In its biggest decline since November 2012, ExpressScripts shares fell 6.1% Tuesday after Anthem CEO Joseph Swedish said it would consider leaving the pharmacy benefit manager if it didn’t share more of its savings earned from drug contracts.
"We are entitled to improved pharmaceutical pricing that equates to an annual value capture of more than $3 billion," said Swedish. "To be clear, this is the amount by which we would be overpaying for pharmaceuticals on an annual basis." He added much of the savings would be returned to clients. Mr. Swedish made his comments earlier that day at the J.P. Morgan Healthcare Conference.
ExpressScripts shares continued to fall throughout the week, down 14.7% from Monday to close at $74.59 on Friday. Anthem accounts for about one-seventh of Express Scripts $100.9 billion in revenue.
In a statement, Brian Henry, a spokesman for ExpressScipts, said that the company has been acting in good faith and is in compliance with its existing contract with Anthem, which ends in 2019. “While the contract calls for good faith negotiations regarding a pricing review, it does not mandate specific price adjustments,” Henry said. “Furthermore, Anthem is not entitled to $3 billion.”

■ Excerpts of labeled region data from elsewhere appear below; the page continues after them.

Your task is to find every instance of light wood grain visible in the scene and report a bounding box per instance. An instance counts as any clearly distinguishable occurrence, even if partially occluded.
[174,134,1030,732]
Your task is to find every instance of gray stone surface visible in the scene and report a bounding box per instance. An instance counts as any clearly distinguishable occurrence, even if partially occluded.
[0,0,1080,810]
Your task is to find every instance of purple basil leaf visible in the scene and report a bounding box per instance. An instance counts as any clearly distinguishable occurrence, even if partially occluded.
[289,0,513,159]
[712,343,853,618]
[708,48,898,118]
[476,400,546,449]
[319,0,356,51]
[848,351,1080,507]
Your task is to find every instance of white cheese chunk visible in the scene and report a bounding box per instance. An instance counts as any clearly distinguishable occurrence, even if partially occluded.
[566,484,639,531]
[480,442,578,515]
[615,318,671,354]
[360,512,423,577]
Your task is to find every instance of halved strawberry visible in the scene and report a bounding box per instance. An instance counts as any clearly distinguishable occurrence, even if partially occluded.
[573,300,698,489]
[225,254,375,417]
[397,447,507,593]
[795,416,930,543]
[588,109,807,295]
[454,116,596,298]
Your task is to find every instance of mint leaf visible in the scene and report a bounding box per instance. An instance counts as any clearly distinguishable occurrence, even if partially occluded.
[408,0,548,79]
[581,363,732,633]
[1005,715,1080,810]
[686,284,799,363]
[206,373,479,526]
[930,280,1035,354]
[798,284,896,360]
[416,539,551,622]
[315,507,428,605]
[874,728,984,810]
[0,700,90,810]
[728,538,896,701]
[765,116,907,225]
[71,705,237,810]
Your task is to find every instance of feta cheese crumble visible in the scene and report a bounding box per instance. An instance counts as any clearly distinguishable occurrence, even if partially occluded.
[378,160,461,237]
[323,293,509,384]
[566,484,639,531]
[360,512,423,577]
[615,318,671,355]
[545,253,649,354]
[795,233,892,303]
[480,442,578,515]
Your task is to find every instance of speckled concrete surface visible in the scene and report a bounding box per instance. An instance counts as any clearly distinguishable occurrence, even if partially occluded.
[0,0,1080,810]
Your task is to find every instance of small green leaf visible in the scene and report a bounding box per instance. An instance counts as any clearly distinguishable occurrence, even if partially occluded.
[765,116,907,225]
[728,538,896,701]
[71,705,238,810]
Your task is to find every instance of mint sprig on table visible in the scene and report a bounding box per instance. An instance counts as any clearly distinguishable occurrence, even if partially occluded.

Our Take: We’re not sure how effective this negotiating strategy is for Anthem. Consider their primary alternatives: Would CVS Health, which is also under a long-term agreement with Aetna, risk jeopardizing that relationship to work with Anthem? Would UnitedHealth’s OptumRx be a better strategic partner than ExpressScripts? Would a smaller PBM be able to handle Anthem's massive book of business?
Further, consider how this public dispute looks to other potential partners. Anthem looks like a less-than-honest business partner if they’re willing to negotiate terms of an agreement in the media.
Some of the selloff last week was due to an overall market decline. While such comments may affect ExpressScripts shareholder value in the short run—its market capitalization fell $7.7 billion last week to $50.44 billion—Aetna doesn’t appear to have better alternatives elsewhere. That is, unless Anthem considers having its own pharmacy benefit management company a reasonable option.
Mr. Henry does appear to have a point about the $3 billion, considering that ExpressScripts earns less than $4 billion annually on $100 billion in sales.
What we find more interesting about this story is that it highlights the lack of transparency in which PBMs operate. We’ve written previously about the expected scrutiny on drugmakers from lawmakers in 2016. PBMs have been harshly critical of pharmaceutical company prices, particularly in recent months.
PBMs make their money by negotiating discounts with drug companies, then passing some of those savings to insurers or large, self-insured companies that deal with them directly. But no one knows exactly how much of that savings is passed on. So one could argue that PBMs effectively force higher drug prices to extract higher rebates—which ultimately affects the consumer.
We think that Congress is more likely to set its sights on drugmakers in an election year. It’s an easy story to tell about an industry that has an embattled public image. But as more of the costs of healthcare fall on the shoulders of consumers, PBMs—and insurers—could be in the spotlight next.